Yorgos Lanthimos Just Dropped His Most Divisive Film Yet — Was That Ending a Masterstroke or a Disaster?
Yorgos Lanthimos vient de sortir son film le plus divisif à ce jour — cette fin était-elle un coup de génie ou un désastre ?

Bugonia n’est pas juste un film d’enlèvement extraterrestre comme les autres — c’est un duel psychologique tordu entre une PDG avide de pouvoir et un duo de cousins complotistes, enveloppé dans le malaise caractéristique de Yorgos Lanthimos.
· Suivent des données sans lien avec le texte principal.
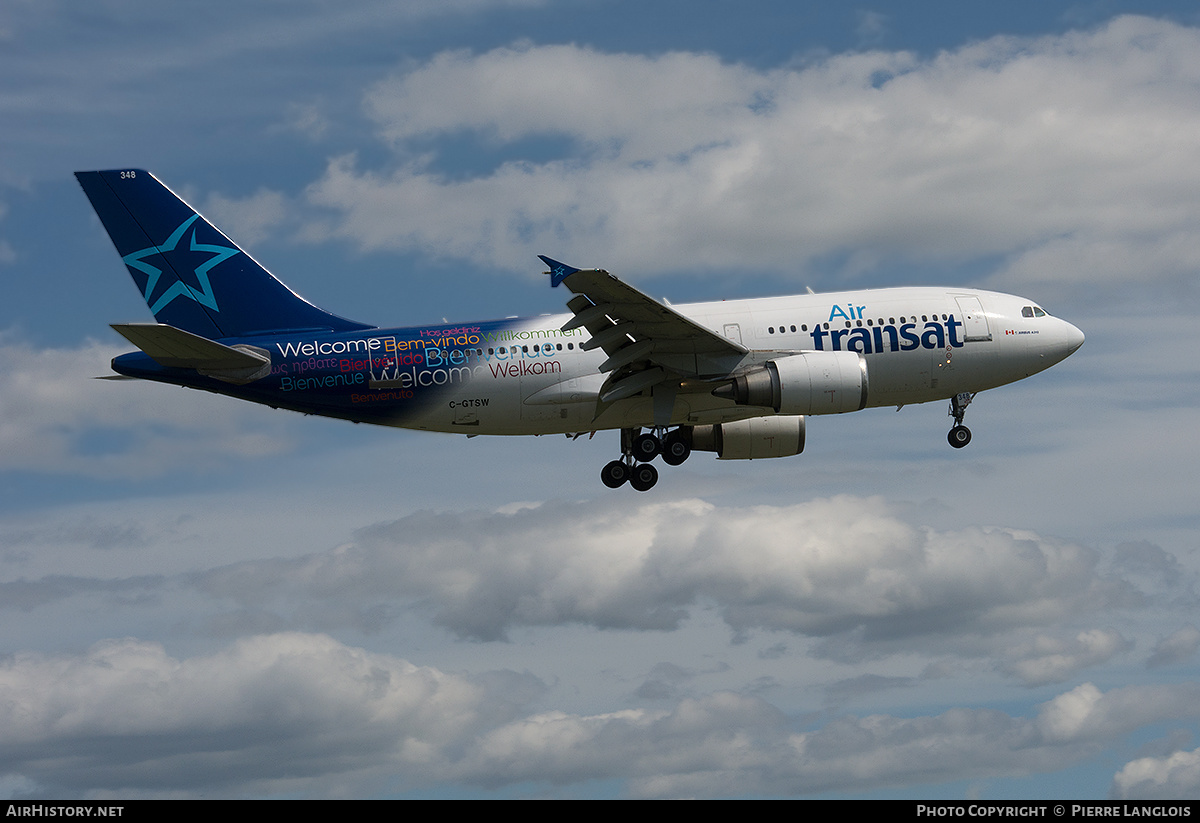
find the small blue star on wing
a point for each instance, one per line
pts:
(169, 252)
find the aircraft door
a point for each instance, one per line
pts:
(975, 322)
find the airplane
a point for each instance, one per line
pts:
(736, 377)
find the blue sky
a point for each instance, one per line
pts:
(203, 598)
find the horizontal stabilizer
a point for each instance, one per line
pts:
(175, 348)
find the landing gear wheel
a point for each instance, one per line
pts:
(959, 437)
(676, 450)
(643, 476)
(615, 474)
(647, 448)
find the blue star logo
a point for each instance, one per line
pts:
(179, 259)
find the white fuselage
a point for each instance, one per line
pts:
(921, 344)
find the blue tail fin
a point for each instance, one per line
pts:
(192, 276)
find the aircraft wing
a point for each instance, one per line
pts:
(647, 341)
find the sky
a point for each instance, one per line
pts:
(203, 598)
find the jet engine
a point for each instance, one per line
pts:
(756, 438)
(810, 383)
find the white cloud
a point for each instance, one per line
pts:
(1173, 778)
(250, 718)
(1039, 149)
(250, 218)
(55, 418)
(846, 570)
(305, 714)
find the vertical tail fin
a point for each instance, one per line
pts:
(191, 275)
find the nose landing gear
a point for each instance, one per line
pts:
(960, 434)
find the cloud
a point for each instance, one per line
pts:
(725, 744)
(55, 418)
(1159, 778)
(845, 570)
(265, 714)
(250, 218)
(1054, 150)
(1177, 648)
(305, 714)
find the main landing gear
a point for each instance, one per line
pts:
(960, 434)
(639, 449)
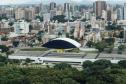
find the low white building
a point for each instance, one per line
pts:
(21, 27)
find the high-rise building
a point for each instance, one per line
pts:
(52, 5)
(120, 13)
(67, 10)
(66, 7)
(124, 11)
(99, 6)
(19, 13)
(29, 13)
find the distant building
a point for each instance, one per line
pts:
(21, 27)
(19, 13)
(120, 13)
(99, 6)
(29, 13)
(125, 11)
(52, 6)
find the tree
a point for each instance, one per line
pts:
(10, 23)
(62, 66)
(30, 28)
(3, 59)
(59, 18)
(69, 81)
(15, 43)
(103, 63)
(90, 44)
(122, 63)
(121, 47)
(28, 60)
(4, 38)
(40, 18)
(87, 64)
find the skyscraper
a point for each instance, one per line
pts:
(124, 11)
(66, 7)
(120, 13)
(99, 6)
(52, 5)
(67, 10)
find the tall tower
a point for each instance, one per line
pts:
(67, 10)
(52, 5)
(124, 11)
(99, 6)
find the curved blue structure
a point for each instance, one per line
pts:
(62, 43)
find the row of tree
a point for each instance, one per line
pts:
(99, 72)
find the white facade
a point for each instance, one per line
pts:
(124, 11)
(21, 27)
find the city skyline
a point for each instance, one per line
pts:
(8, 2)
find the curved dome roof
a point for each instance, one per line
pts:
(62, 43)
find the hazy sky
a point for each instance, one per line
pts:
(3, 2)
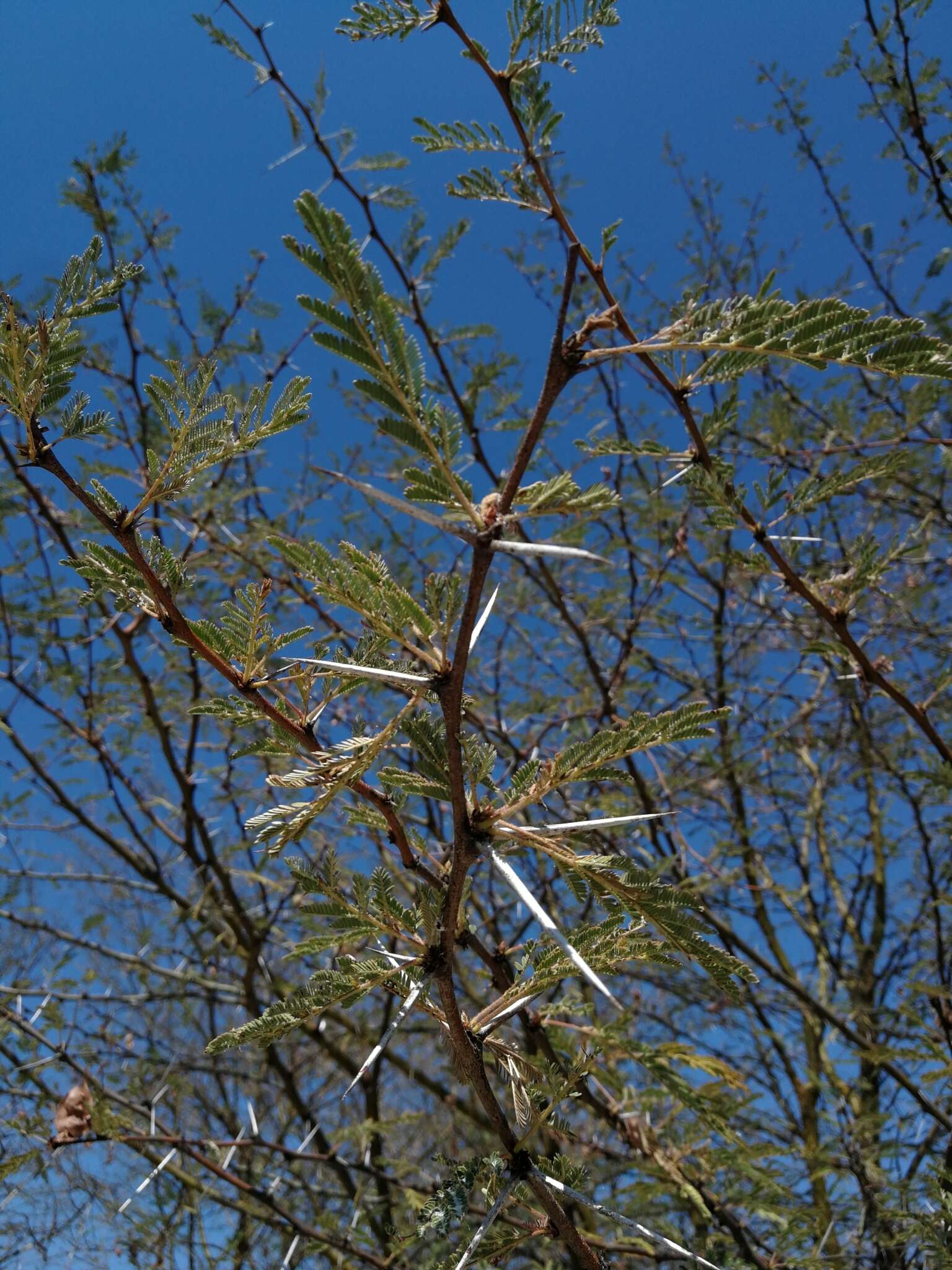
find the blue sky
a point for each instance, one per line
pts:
(77, 73)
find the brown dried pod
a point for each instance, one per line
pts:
(74, 1114)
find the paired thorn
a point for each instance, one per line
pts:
(614, 1215)
(375, 672)
(485, 1223)
(387, 1036)
(546, 549)
(508, 874)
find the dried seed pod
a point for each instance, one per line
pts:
(74, 1114)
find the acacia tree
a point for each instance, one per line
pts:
(598, 911)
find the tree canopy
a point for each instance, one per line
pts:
(516, 828)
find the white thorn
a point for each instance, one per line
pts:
(234, 1148)
(386, 1038)
(306, 1140)
(482, 623)
(599, 824)
(291, 154)
(672, 479)
(149, 1179)
(485, 1223)
(621, 1219)
(40, 1009)
(372, 671)
(507, 871)
(546, 549)
(513, 1008)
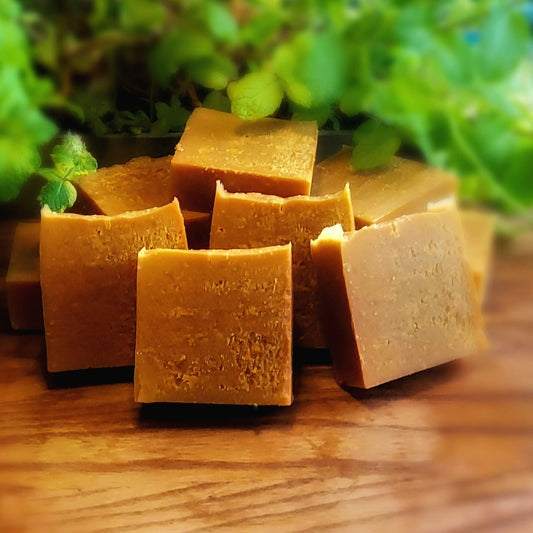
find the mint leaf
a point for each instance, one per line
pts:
(220, 22)
(256, 95)
(375, 144)
(58, 195)
(71, 158)
(505, 39)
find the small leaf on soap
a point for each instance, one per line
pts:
(58, 195)
(256, 95)
(375, 144)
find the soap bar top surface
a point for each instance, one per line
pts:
(141, 183)
(411, 297)
(268, 155)
(251, 220)
(214, 326)
(403, 187)
(88, 278)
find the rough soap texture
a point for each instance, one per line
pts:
(411, 298)
(404, 187)
(214, 326)
(23, 285)
(141, 183)
(478, 230)
(270, 156)
(88, 277)
(252, 220)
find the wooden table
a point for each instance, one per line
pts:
(447, 450)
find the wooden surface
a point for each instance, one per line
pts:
(447, 450)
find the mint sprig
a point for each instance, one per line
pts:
(71, 159)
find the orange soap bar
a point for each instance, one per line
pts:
(478, 230)
(269, 156)
(214, 326)
(23, 285)
(398, 297)
(250, 220)
(402, 188)
(141, 183)
(88, 279)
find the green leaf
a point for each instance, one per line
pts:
(256, 95)
(220, 22)
(375, 144)
(58, 195)
(71, 158)
(212, 72)
(139, 16)
(505, 39)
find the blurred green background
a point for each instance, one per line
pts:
(452, 79)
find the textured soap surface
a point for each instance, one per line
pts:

Mais soyons clairs : le film construit une tension brillante pendant 95 % de son durée, avant de s’effondrer sous le poids d’un choix musical parmi les plus littéraux et douloureux du cinéma moderne.
Emma Stone livre une leçon de maître en terreur maîtrisée, mais ce dernier choix musical n’est pas subtil — c’est un coup de masse en pleine face du public. Quand la reprise de 'Where Have All the Flowers Gone ?' par Marlene Dietrich est diffusée en entier sur des images apocalyptiques répétitives, elle n’invite pas à la réflexion — elle l’impose. Et pas de manière agréable.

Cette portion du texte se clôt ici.